Question

The hybridization of the central atom in $Xe{F_4}$?
A) $s{p^2}$
B) $s{p^3}{d^2}$
C) $s{p^3}$
D) $s{p^3}d$

Answer 1

As we know that the mixing of two orbitals results in a hybridized orbital formation and the xenon in xenon tetrafluoride consists of a total of six valence electrons in its outermost subshell and the electronic configuration of xenon is given as $[Kr]4{d^{10}}5{s^2}5{p^6}$.

Complete solution:
As we know that there are a total of six electrons pair in Xenon and out of these six electrons two are lone pair of electrons. There are a total of six electrons in the $5p$ orbital and two electrons in the $5s$ orbitals, and there are no electrons in the d-orbital and the f-orbital. Therefore, in the ground state the two electrons in the $5p$ orbitals will be transferred to the vacant $5d$orbitals in the excited state and thus there are four unpaired electrons now two of them coming from $5p$ and remaining two coming from the $5d$orbital. Now the four fluorine atoms will bind with these four unpaired electrons. Therefore, the hybridisation of xenon tetrafluoride becomes $s{p^3}{d^2}$.
Also, we know that the other hybridization involves one s-orbital and three p-orbitals only which made it impossible for the accommodation of electrons of the central atom in the subshells. Therefore all the other options are incorrect.
We know the $s{p^3}d$ hybridization is formed when one s-orbital combines with three p- and one d-orbital. For the hybridization of $Xe{F_4}$ we need two d-orbitals instead of one orbital for pairing the electrons in $s{p^3}d$. Thus it is also incorrect.

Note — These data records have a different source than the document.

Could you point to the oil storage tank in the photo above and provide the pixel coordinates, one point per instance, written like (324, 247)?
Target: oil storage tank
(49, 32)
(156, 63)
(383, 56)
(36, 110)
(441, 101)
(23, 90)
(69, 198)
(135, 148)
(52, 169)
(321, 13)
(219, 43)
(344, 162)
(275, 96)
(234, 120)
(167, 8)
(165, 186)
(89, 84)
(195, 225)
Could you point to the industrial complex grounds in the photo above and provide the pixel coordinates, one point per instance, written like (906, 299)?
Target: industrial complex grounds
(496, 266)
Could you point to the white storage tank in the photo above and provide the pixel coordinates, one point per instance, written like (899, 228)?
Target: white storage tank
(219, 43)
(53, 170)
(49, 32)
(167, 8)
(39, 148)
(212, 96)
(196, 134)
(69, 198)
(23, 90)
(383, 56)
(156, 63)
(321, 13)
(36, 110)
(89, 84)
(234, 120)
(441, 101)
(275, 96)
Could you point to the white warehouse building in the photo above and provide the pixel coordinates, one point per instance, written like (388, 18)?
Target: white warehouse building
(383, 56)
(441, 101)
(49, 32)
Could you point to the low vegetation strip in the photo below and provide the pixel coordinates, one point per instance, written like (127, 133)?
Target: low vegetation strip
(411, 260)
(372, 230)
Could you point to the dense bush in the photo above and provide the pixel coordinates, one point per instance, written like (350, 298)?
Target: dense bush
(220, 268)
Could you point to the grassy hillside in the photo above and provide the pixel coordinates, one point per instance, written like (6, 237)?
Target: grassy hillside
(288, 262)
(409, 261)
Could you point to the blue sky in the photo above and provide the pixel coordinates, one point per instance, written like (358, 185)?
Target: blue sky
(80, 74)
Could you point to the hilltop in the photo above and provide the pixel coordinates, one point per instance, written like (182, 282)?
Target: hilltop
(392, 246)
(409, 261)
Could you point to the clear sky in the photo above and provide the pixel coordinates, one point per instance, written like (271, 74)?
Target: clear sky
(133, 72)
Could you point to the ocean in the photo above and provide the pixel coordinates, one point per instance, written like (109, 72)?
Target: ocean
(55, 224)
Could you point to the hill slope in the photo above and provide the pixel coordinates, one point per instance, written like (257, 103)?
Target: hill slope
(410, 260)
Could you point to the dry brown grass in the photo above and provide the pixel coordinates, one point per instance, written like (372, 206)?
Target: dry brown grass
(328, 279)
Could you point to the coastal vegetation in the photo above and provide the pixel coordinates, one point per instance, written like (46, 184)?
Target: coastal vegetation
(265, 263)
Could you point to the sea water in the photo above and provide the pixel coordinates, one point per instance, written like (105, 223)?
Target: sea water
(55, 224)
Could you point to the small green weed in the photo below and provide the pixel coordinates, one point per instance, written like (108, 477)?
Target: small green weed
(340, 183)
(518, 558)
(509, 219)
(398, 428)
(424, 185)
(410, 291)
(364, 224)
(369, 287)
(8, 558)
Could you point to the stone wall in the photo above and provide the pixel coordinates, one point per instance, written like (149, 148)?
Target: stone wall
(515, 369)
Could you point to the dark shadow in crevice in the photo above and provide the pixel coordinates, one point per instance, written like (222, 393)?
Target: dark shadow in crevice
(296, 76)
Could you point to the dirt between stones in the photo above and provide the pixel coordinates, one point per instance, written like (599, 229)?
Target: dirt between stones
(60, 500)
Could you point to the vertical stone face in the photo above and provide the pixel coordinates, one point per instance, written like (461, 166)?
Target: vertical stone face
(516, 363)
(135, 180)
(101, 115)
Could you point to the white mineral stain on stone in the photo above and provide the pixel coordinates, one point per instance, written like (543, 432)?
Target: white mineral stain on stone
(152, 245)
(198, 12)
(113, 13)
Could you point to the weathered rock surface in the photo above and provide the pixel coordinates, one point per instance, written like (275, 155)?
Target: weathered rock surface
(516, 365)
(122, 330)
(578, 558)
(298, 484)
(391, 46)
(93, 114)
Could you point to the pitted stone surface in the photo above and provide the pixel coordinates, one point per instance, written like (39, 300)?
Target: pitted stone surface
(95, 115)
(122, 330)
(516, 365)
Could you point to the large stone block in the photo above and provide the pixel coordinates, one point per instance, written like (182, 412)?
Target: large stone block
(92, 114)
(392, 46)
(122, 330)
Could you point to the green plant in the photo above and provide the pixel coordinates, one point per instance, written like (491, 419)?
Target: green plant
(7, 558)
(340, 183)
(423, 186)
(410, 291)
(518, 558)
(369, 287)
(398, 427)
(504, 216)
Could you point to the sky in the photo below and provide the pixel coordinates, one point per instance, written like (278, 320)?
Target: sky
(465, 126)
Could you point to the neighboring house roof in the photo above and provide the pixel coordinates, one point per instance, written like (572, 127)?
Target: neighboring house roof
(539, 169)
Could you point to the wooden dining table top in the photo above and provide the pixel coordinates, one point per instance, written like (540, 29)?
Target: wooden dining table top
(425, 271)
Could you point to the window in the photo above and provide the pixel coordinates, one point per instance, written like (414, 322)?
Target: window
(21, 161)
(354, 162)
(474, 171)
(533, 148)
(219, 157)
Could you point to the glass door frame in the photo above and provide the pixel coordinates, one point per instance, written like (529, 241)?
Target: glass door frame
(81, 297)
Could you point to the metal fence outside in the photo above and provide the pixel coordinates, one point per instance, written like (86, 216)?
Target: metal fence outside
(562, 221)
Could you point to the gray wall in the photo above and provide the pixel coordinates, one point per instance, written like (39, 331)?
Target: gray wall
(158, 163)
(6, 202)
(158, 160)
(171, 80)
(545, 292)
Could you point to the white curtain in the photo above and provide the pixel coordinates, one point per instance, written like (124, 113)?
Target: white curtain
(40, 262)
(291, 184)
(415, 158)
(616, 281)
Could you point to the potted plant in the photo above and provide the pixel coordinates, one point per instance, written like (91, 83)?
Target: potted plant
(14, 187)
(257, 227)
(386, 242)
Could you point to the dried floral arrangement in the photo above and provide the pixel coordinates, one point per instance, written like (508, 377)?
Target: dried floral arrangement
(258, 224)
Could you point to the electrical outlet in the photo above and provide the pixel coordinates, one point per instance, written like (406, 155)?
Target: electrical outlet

Therefore,the correct option is (B).

Note: Always remember that the xenon tetrafluoride possesses two lone pairs of electrons and according to VSEPR theory the net electronic repulsion should be minimum and thus the compound acquires a stable state. The lone pairs of electrons are in a perpendicular plane to the central atoms resulting in a square planar geometry to the molecule and a $s{p^3}{d^2}$ hybridization.